Confused on the method used to solve this problem and could really use some help. The 5% is throwing me off as we don't know 5% on what amount and we assume that amount compounds over time?

You are currently 25 years old and have just spent the past weekend in Vegas. As you are leaving the hotel, you decide to drop one more quarter in to the progressive slot machine. Amazingly enough, you hit the jackpot paying out $3,500,000.
You decide that you want to spend as much as possible but you also want to set yourself up for a comfortable retirement beginning at age 55. You know that you can safely earn a 5% return. Upon retirement, you want to be able to pull from your investment $60,000 for 20 years.
How much of your winnings do you have to invest today to provide for your retirement demands?

To solve this problem, we need to calculate the present value of the retirement withdrawals using the given interest rate and time period. Here's how you can do it step by step:

Step 1: Determine the present value of the retirement withdrawals.
Since the retirement withdrawals are $60,000 per year for 20 years, we can calculate the present value using the formula for the present value of an annuity:

PV = PMT * [(1 - (1 + r)^(-n)) / r]

Where:
PV = Present Value
PMT = Payment per period ($60,000)
r = Interest rate per period (5% or 0.05)
n = Number of periods (20 years)

Plugging in the values:

PV = $60,000 * [(1 - (1 + 0.05)^(-20)) / 0.05]
PV ≈ $746,275.63

So the present value of the retirement withdrawals is approximately $746,275.63.

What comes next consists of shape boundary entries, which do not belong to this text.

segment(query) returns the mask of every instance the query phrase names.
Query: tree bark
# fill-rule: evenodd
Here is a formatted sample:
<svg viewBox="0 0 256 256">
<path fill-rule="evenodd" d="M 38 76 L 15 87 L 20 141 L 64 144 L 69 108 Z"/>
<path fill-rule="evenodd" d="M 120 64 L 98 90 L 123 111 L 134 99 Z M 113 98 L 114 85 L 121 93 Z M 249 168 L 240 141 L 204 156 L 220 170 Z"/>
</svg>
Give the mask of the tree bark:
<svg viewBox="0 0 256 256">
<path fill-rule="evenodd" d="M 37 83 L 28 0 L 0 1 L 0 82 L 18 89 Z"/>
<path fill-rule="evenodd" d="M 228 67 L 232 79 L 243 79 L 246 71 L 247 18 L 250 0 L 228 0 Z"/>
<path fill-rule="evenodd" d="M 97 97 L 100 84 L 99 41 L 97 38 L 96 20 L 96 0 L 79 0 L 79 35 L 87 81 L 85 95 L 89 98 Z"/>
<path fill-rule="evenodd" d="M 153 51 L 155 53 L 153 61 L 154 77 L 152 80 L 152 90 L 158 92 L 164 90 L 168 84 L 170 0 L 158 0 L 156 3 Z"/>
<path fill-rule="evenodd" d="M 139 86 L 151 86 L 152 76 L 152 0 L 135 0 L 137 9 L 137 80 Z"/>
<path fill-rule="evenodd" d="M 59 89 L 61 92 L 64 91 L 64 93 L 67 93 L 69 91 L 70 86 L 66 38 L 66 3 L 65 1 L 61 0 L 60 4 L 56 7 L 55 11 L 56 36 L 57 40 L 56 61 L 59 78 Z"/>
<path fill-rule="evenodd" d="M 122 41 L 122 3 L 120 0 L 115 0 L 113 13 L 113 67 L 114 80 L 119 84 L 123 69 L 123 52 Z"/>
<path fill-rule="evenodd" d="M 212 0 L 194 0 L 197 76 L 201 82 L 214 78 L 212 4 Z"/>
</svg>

Step 2: Calculate the amount of winnings you need to invest today to cover the retirement withdrawals.
Since we want to set ourselves up for retirement, we need to invest an amount that will grow to the present value of the retirement withdrawals. This investment will compound at a rate of 5% over the remaining time until retirement (from age 25 to 55, which is 30 years).

To calculate the required investment amount, we need to use the formula for the future value of a lump sum:

FV = PV * (1 + r)^n

Where:
FV = Future Value (the required investment)
PV = Present Value ($746,275.63)
r = Interest rate per period (5% or 0.05)
n = Number of periods (30 years)

Plugging in the values:

FV = $746,275.63 * (1 + 0.05)^30
FV ≈ $3,773,404.99

Therefore, you need to invest approximately $3,773,404.99 of your winnings today to cover the retirement withdrawals.

Note: The assumption made in this calculation is that the investment will grow at a constant rate of 5% per year and no additional contributions or withdrawals will be made. Also, keep in mind that actual investment returns may vary.